Leticia Toledo Martín
Justo hace un año comenzamos la Escuela Agroecológica de Cuevas del Becerro, impulsada por la Asociación Extiércol, que lleva trabajando por la soberanía alimentaria en su pueblo más de dos décadas.
Me invitaron a compartir la parte práctica, la de la huerta, la de ensuciarse las manos y ponerles materialidad a los módulos temáticos. Se conformó un grupo de diecisiete personas procedente de varios pueblos de la Serranía de Ronda y Málaga fundamentalmente. En su diversidad, la gran maravilla fue una línea de edad que iba desde los 21 a los 82 años, con intereses, conocimientos y habilidades diversas y únicas que fuimos descubriendo en el mismo proceso de aprendizaje. Y sí, digo descubriendo porque, aunque queramos tomar la posición de maestras y de aprendices, nunca el conocimiento va en un solo sentido. Para mí fue tan interesante la formación por enseñarme a enseñar, recordarme cómo he aprendido yo, quién y cómo me enseñaron, cuáles fueron los tesoros que me legaron y lo importante de transmitirlos, de no quedarme con nada porque tengo el deber y también la necesidad de compartirlos. Hay un legado de conocimientos que solo pueden transmitirse junto al que está con la azada, con quien guarda la semilla, con la que cocina el alimento recién cosechado y junto a quien pasamos ratos en silencio, escardando, observando y oliendo la tierra.
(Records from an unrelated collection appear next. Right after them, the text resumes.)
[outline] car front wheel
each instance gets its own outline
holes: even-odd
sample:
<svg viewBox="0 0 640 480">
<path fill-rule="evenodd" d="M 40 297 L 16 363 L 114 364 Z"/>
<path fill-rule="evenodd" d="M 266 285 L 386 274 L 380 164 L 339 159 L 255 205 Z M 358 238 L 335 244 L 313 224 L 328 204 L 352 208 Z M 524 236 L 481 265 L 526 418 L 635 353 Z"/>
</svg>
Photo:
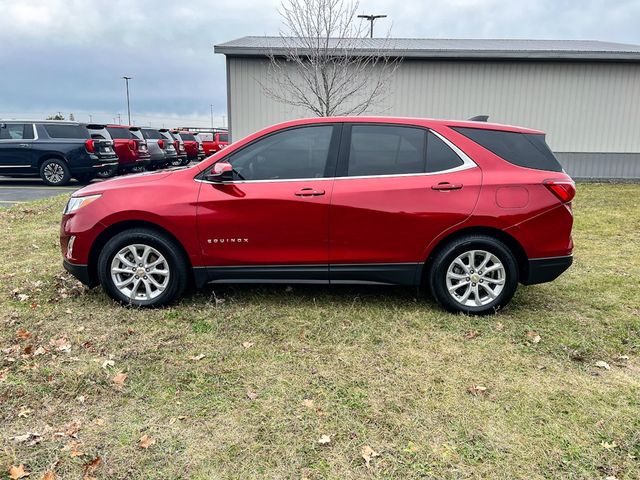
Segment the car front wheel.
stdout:
<svg viewBox="0 0 640 480">
<path fill-rule="evenodd" d="M 148 229 L 111 238 L 98 258 L 98 277 L 113 299 L 125 305 L 161 307 L 178 299 L 188 283 L 188 264 L 176 242 Z"/>
<path fill-rule="evenodd" d="M 447 310 L 486 315 L 504 307 L 518 286 L 518 264 L 500 240 L 473 235 L 448 243 L 433 258 L 429 286 Z"/>
</svg>

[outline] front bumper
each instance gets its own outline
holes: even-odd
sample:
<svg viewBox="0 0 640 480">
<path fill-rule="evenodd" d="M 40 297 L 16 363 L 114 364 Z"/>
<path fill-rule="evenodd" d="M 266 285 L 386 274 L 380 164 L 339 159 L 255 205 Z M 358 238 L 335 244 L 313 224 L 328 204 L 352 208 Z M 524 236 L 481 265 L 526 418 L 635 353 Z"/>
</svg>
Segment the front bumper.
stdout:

Yo he tenido varios maestros y maestras en lo que a agricultura se refiere. Durante mucho tiempo miré hacia los libros, la universidad y las personas que me transmitían palabras, conocimientos teóricos, argumentos y teorías para todo. Me encantaba tanta reflexión, tanto de qué hablar y tantísima información en los miles de libros que quería leer. Era infinito mi interés.
Cuando empecé a trabajar la tierra me di cuenta de que tanta cosa que había leído ahora no me servía de mucho, que no sabía cómo poner una planta y luego regar por su pie y que le llegara el agua. Que plantar no era cosechar. Que las semillas son un regalo que ni se compra ni se vende, que hay que compartirlas, sembrarlas y multiplicarlas, y que es muy difícil y requiere de mucho cuidado. Que la tierra es mucho más que un recipiente donde nacen plantas, que es el organismo vivo más grande con el que trabajo y estoy indudablemente relacionada con ella, que la tengo que mirar, sentir, cuidar, sentir, cuidar. Y que estas cosas que no están en los libros solo las saben las personas que están y han estado en contacto con la base de la vida: las que han alimentado al mundo.
Sí, paré de leer y me puse a escuchar y a hacer. Sin embargo, mi forma de escuchar ha cambiado en estos casi veinte años de trabajo de campo. Mis maestras y maestros quizás ya no sean la gente más ecológica ni la más formada en técnicas agrarias o en producción animal. Son las personas que me rodean, la gente que lleva viviendo toda la vida manteniendo y cultivando territorio, que se mueve por los caminos y se sabe hasta la última planta de espárrago que hay silvestre o las tagarninas que hay que dejar para el año que viene. Las que saben que, si no cuidamos las lindes, los animales grandes y pequeños, y a la gente que caza y recolecta, tampoco tendremos territorio para alimentarnos, que la biodiversidad es intrínseca a la vida. La gente que decide quedarse aquí y a la que le gusta comer de lo que se cría aquí, la que valora el tiempo y el trabajo, pero también el descanso, la buena mesa y la buena vecindad. La que cuida y se cuida y me cuida.